Avec Tabgha on entre tout de suite dans les formulations multilingues propres à cette région : parce qu’il y avait là sept sources, le lieu a porté en hébreu le même nom que la Beer Sheba du sud, selon le témoignage de Flavius Josèphe; en grec byzantin il est devenu hepta pegon, traduit en arabe par etta bighâh, contracté en Tabgha. Pour les croisés c’était Sept-Fonts, mais c’est la dénomination arabe qui est demeurée. Le site est proche de Capharnaüm, transcription du Kfar Nahum hébreu. Le lieu de recueillement qui y est associé porte le nom de Dalmanutha, d’origine araméenne, dont l’unique référence se trouve en Mc 8,10 en conclusion de la seconde multiplication des pains. Mais le lecteur attentif fera remarquer que le nom de Tabgha n’apparaît jamais dans aucun évangile. Tabgha fait partie des lieux où les pèlerinages ont situé des événements réels qui n’étaient pas cadastrés. En effet on ne dit pas précisément où se trouvait Jésus lorsqu’il appela ses premiers disciples : « Il cheminait sur le bord de la mer de Galilée » (Mt 4,18); ou quand il décida Pierre à le suivre : « tandis qu’il se tenait sur le bord du lac de Gennésareth… il monta dans la barque de Simon et le pria de s’éloigner un peu de la terre » (Lc 5,1-3); ou encore à quel endroit eut lieu l’ultime pêche miraculeuse : « Jésus se manifesta aux disciples sur les bords de la mer de Tibériade… il se tenait sur le rivage » (Jn 21,1-4). De même pour les événements avec les pains : « dans un lieu désert, à l’écart » (Mt 14,13; Mc 6,31); « à l’écart vers une ville appelée Bethsaïde » (Lc 9,10); « de l’autre côté de la mer de Galilée, ou de Tibériade… sur la montagne » (Jn 6,1-3).

monastère bénédictin

Les flamboyants qui entourent le monastère des bénédictions allemands de Tabgha (photo © Petrus Schüller / CTS).

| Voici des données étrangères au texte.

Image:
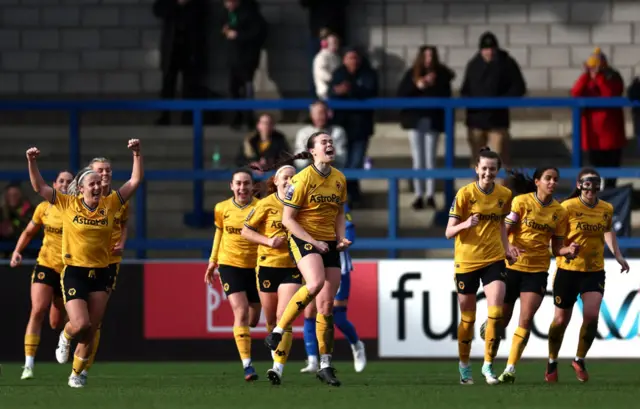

Les sources réputées jaillissent à proximité d’une baie elle-même bénéficiaire de sources sous-marines dans l’eau du lac dont la chaleur particulière offre abondance de poissons, recherchée par les pêcheurs; des qualités thérapeutiques leur sont reconnues efficaces pour guérir les maladies de peau. On commémorera donc à Tabgha plusieurs épisodes des évangiles liés à des guérisons ou à des scènes du lac. C’est d’abord la beauté du site qui nous attire, c’est un des lieux les plus calmes au bord du lac, préservé des attractions, campings et hôtels qui pullulent dans la partie méridionale. Son anse envahie de roseaux n’est pas propice aux sports nautiques qui restent donc à distance et les bénédictins allemands, propriétaires du terrain, ont cherché à rétablir la pratique monastique de la prière et de la retraite silencieuse. Les groupes sont toujours heureux de célébrer la messe au bord de l’eau où des oratoires rustiques ont été installés.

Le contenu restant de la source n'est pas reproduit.